ProjectOperation Core and Mixin Behaviours

Source code for individual project operations and mixin behaviours.

class padocc.core.project.ProjectOperation(proj_code: str, workdir: str, groupID: str = None, first_time: bool = None, ft_kwargs: dict = None, logger: ~logging.Logger = None, bypass: ~padocc.core.utils.BypassSwitch = <padocc.core.utils.BypassSwitch object>, label: str = None, fh: str = None, logid: str = None, verbose: int = 0, forceful: bool = None, dryrun: bool = None, thorough: bool = None, mem_allowed: str | None = None, remote_s3: dict | str | None = None)

PADOCC Project Operation class.

Able to access project files and perform some simple functions. Single-project operations always inherit from this class (e.g. Scan, Compute, Validate)

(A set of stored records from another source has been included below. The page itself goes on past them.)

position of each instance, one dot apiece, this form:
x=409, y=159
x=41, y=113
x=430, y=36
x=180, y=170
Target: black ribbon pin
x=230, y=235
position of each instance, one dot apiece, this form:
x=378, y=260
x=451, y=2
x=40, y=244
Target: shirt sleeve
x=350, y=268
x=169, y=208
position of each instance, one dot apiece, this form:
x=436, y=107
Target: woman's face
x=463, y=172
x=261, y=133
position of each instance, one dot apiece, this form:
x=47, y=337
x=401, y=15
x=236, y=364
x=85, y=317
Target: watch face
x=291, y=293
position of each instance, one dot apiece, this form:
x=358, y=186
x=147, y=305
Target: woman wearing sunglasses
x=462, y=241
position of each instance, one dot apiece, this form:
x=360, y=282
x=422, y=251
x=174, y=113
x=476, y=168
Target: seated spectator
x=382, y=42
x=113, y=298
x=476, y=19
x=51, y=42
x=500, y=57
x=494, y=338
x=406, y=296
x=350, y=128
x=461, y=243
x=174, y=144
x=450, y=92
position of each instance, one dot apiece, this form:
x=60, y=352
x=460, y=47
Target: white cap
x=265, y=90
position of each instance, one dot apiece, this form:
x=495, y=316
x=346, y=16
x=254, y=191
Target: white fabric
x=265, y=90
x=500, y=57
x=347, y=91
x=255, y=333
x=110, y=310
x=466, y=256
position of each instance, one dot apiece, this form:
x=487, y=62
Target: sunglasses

complete_project(move_to: str) → None

Move project to a completeness directory

Parameters:: move_to – (str) Path to completeness directory to extract content.

delete_project(ask: bool = True)

Delete a project

Parameters:: ask – (bool) Will ask an ‘are you sure’ message if not False.

property dir: Project directory property, relative to workdir.

file_exists(file: str)

Check if a named file exists (without extension).

This can be any generic filehandler attached.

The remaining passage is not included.